III. Communication and Documentation of Critical Test Results to the ordering provider or designee
A. Every attempt is made to speak to the ordering provider or designee. If the ordering provider is not available the
result may be given to another Physician/PA/APRN or his/her designee.
1. A phone call is immediately placed to the ordering provider for notification. An RN/LPN must communicate the
result directly to the ordering provider or his/her designee.
2. Document the time and the name of the caregiver to whom the result was reported in the patient record.

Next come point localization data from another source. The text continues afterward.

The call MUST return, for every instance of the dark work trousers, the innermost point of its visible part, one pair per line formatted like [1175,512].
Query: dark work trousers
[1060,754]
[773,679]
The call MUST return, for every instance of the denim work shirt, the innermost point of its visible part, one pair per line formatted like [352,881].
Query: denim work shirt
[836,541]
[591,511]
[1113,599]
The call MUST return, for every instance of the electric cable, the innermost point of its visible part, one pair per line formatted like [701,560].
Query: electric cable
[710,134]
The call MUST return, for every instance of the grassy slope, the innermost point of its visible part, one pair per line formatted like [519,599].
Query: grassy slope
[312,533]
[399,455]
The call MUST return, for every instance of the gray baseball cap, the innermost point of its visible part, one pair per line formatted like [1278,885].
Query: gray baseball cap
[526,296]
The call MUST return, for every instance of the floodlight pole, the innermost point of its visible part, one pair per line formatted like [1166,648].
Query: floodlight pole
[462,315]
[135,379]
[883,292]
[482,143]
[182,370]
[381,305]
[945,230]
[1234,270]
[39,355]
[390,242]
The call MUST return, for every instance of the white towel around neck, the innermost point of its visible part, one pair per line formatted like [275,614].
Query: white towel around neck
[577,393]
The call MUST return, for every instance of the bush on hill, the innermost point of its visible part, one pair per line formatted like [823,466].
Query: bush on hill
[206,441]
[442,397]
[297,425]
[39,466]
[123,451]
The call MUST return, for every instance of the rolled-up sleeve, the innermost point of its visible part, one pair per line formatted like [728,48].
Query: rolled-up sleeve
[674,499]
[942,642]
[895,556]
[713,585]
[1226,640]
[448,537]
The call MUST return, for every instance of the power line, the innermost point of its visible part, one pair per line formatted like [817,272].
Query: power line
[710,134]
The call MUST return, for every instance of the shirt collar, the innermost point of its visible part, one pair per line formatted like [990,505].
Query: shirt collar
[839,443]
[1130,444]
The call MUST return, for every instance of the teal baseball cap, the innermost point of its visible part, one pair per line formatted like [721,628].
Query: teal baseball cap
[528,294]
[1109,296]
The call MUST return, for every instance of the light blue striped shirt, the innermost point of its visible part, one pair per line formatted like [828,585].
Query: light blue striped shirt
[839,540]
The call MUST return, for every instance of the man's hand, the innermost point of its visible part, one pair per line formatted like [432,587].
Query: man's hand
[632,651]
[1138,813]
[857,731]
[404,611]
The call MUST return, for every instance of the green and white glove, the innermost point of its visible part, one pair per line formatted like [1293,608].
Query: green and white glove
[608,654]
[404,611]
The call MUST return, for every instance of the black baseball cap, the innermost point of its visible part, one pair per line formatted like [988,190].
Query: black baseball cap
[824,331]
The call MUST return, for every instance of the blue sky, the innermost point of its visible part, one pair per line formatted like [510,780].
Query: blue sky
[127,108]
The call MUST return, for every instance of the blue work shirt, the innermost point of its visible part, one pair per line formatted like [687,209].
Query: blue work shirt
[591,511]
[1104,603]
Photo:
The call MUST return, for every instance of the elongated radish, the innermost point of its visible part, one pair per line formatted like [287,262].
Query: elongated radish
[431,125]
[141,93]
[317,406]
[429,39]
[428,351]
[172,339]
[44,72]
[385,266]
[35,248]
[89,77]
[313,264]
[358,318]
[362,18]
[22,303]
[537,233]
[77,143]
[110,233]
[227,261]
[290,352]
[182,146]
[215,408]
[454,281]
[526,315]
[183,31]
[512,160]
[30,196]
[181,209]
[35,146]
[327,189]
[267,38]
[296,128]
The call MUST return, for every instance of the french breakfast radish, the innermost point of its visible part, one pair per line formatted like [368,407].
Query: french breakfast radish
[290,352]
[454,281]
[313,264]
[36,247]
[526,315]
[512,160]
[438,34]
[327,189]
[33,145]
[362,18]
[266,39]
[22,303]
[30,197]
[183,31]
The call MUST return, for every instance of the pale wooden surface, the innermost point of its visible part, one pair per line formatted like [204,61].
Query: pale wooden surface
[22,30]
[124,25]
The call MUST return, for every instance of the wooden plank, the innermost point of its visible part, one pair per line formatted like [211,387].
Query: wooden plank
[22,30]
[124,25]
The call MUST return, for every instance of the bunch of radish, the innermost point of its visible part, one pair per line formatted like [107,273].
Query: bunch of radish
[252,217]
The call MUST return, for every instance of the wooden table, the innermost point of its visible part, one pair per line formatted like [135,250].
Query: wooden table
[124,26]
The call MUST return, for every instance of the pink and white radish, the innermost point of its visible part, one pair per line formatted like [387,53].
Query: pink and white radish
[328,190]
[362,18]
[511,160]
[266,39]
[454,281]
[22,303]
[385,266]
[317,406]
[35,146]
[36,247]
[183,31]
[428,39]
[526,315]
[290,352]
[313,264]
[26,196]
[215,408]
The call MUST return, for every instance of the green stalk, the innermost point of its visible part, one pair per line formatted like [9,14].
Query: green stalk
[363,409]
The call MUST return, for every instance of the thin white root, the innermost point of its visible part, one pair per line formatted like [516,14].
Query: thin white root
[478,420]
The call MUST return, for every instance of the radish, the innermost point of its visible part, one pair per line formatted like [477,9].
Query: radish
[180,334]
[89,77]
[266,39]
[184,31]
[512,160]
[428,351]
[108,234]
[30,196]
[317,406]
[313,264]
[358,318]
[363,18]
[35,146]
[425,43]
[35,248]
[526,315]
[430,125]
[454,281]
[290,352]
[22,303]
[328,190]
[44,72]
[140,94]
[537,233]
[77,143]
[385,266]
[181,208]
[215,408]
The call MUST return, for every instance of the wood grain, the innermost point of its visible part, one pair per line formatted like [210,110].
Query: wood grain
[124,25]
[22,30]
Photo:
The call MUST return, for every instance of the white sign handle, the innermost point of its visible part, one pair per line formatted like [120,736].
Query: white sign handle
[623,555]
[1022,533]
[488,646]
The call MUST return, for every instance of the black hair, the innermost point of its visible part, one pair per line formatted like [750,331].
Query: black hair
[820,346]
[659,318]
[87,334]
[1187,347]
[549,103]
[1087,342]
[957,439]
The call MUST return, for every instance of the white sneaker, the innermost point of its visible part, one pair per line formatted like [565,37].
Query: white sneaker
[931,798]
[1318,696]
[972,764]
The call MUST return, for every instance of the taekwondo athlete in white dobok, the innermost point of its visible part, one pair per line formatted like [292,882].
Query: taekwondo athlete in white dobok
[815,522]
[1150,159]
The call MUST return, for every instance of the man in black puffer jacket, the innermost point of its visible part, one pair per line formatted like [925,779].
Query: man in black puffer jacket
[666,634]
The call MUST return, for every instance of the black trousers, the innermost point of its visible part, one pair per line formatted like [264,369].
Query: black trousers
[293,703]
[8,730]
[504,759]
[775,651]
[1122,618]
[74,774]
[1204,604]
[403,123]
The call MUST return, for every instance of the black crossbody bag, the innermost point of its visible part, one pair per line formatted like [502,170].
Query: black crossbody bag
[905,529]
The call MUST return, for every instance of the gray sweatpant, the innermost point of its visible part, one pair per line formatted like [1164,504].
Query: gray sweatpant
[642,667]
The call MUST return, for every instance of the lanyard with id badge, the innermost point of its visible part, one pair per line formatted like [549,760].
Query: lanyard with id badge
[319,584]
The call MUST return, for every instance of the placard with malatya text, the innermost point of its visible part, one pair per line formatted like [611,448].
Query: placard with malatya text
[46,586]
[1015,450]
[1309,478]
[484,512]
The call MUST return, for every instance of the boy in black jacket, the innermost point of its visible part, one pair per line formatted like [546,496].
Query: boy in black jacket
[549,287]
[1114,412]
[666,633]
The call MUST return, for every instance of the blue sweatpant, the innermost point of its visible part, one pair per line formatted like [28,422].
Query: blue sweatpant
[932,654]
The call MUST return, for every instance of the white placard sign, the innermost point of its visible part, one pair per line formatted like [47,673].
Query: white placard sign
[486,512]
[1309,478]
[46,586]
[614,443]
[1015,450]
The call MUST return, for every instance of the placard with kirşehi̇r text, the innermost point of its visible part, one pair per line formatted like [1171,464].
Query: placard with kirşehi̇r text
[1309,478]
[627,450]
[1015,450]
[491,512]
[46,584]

3. Any telephone orders that result from the report of a critical test result to the Physician/PA/APRN should use the
“readback” verification process.
B. If there is an existing physician order for a protocol (ex. Insulin, Heparin) that provides direction for nursing or
pharmacist intervention in response to a critical result, or treatment has already been initiated by the
Physician/PA/APRN, that action is taken and/or information documented in the patient’s medical record.
IV. Information to be documented includes the:
A. Test name and test value/result
B. Date and time the test result was received
C. Date and time the test result was reported to the ordering provider or his/her designee.
D. Name of the person receiving the results
V. If the critical result reported is part of series (ex. Cardiac enzymes) but is moving toward the reference range, the results
do not need to be reported to the ordering provider.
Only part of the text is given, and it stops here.